• Increased levels of sCD19 protein in the CSF are associated with CNS disease in DLBCL and BL patients at risk of CNS lymphoma.

  • Presence of lymphoma cells by FCM and/or increased CSF sCD19 levels are related with a poorer EFS and/or OS in DLBCL and BL patients.

Flow cytometry (FCM) is more sensitive than conventional cytology for detection of occult leptomeningeal lymphoma; however, some FCM-negative patients show central nervous system (CNS) recurrence. Here, we evaluated the cerebrospinal fluid (CSF) levels of 13 B-cell–associated markers and their contribution to the diagnosis of CNS lymphoma in 91 diffuse large B-cell lymphomas (DLBCL) and 22 Burkitt lymphomas (BLs). From all markers tested, CD19 was the most informative. Thus, higher soluble CD19 (sCD19) levels were associated with a greater frequency of neurological symptoms in DLBCL and BL and with parenchymal CNS lymphoma in DLBCL; sCD19 emerged as a powerful predictor of event-free and overall survival in DLBCL and BL, particularly when combined with FCM detection of CNS disease. These results support the utility of combined FCM detection of lymphoma cells and assessment of sCD19 levels in CSF, for more accurate identification of CNS disease in DLBCL and BL patients.

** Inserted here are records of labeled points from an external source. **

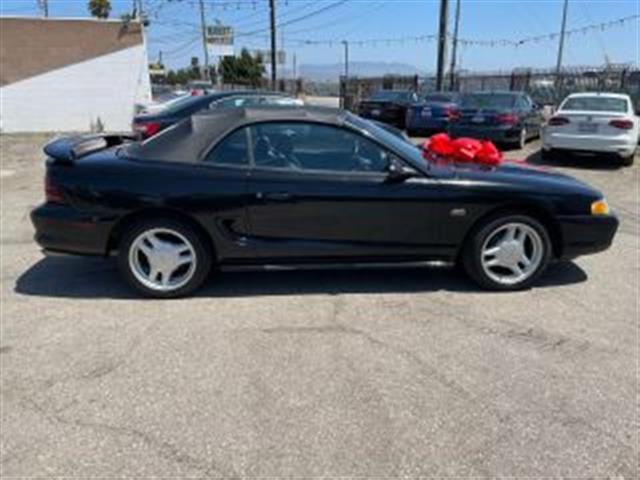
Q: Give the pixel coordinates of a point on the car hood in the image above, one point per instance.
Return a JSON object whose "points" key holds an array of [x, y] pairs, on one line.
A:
{"points": [[517, 175]]}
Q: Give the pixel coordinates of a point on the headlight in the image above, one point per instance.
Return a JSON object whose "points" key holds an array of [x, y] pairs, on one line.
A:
{"points": [[600, 207]]}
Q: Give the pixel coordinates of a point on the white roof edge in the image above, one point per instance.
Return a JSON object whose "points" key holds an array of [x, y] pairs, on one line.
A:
{"points": [[600, 94], [65, 19]]}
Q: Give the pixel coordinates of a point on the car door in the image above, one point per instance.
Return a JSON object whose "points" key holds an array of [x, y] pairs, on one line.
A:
{"points": [[321, 191]]}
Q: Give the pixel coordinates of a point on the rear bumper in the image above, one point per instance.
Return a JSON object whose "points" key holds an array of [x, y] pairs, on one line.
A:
{"points": [[418, 122], [585, 234], [623, 145], [395, 117], [62, 229], [498, 134]]}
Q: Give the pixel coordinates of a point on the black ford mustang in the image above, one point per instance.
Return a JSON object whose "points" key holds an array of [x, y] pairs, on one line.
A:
{"points": [[304, 186]]}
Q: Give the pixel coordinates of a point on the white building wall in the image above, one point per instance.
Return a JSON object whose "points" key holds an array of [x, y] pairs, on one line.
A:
{"points": [[72, 98]]}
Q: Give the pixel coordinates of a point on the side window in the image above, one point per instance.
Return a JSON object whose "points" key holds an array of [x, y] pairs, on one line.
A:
{"points": [[523, 103], [231, 150], [307, 146]]}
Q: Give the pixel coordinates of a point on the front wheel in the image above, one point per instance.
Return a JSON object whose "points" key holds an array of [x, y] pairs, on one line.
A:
{"points": [[164, 258], [507, 253]]}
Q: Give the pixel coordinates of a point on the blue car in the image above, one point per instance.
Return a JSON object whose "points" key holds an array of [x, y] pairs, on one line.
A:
{"points": [[505, 118], [432, 114]]}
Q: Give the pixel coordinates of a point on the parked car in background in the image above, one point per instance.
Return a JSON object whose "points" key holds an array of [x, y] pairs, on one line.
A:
{"points": [[433, 113], [388, 106], [300, 186], [393, 130], [199, 87], [595, 123], [505, 118], [148, 124]]}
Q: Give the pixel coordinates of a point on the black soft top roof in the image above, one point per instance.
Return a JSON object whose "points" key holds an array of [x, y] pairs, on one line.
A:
{"points": [[188, 140]]}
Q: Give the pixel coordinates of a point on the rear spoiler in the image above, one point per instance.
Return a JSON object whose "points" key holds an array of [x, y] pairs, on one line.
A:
{"points": [[69, 149]]}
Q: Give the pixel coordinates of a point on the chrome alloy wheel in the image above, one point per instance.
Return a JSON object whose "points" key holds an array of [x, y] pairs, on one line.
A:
{"points": [[512, 253], [162, 259]]}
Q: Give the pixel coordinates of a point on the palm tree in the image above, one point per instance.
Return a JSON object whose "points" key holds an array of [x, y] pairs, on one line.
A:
{"points": [[99, 8]]}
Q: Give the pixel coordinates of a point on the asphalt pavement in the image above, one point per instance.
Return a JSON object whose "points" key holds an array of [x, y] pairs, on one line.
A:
{"points": [[369, 373]]}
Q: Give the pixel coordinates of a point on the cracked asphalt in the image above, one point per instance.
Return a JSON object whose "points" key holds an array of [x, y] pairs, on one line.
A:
{"points": [[367, 373]]}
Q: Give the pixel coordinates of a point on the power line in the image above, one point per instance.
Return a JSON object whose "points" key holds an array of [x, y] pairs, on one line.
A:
{"points": [[620, 22], [297, 19]]}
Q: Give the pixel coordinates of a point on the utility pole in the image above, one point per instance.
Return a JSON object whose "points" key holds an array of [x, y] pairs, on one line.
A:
{"points": [[274, 75], [295, 66], [442, 43], [561, 44], [205, 74], [346, 60], [44, 6], [452, 68]]}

Primary or secondary central nervous system (CNS) involvement by B-cell non-Hodgkin lymphoma (B-NHL) is a relatively rare condition associated with a very poor prognosis.1,2  Currently, it is well established that flow cytometry (FCM) has a greater sensitivity than conventional cytology (CC) for the detection of cerebrospinal fluid (CSF) infiltration in Burkitt lymphoma (BL) and diffuse large B-cell lymphoma (DLBCL) patients at risk of CNS disease.3-7  However, still a significant proportion of FCM/CC cases (≈10%) present with highly suspicious neurological symptoms and/or parenchymal CNS disease.3,5,7  Moreover, recent data indicate that some FCM-negative cases may develop overt CNS disease early after diagnosis, particularly when CNS-directed prophylaxis had not been administrated (Wyndham H. Wilson, Jacoline E.C. Bromberg, Maryalice Stetler-Stevenson, Seth M. Steinberg, L.M.-M., C.M., J.-M.S., M.D.C., Marjan A. Davidis, Rik A. Brooimans, B.S.-G., A.S., E.G.-B., J.M.R., Margaret Shovlin, Armando Filie, Kieron Dunleavy, Thomas Mehrling, Michele Spina, and A.O., manuscript submitted December 2013).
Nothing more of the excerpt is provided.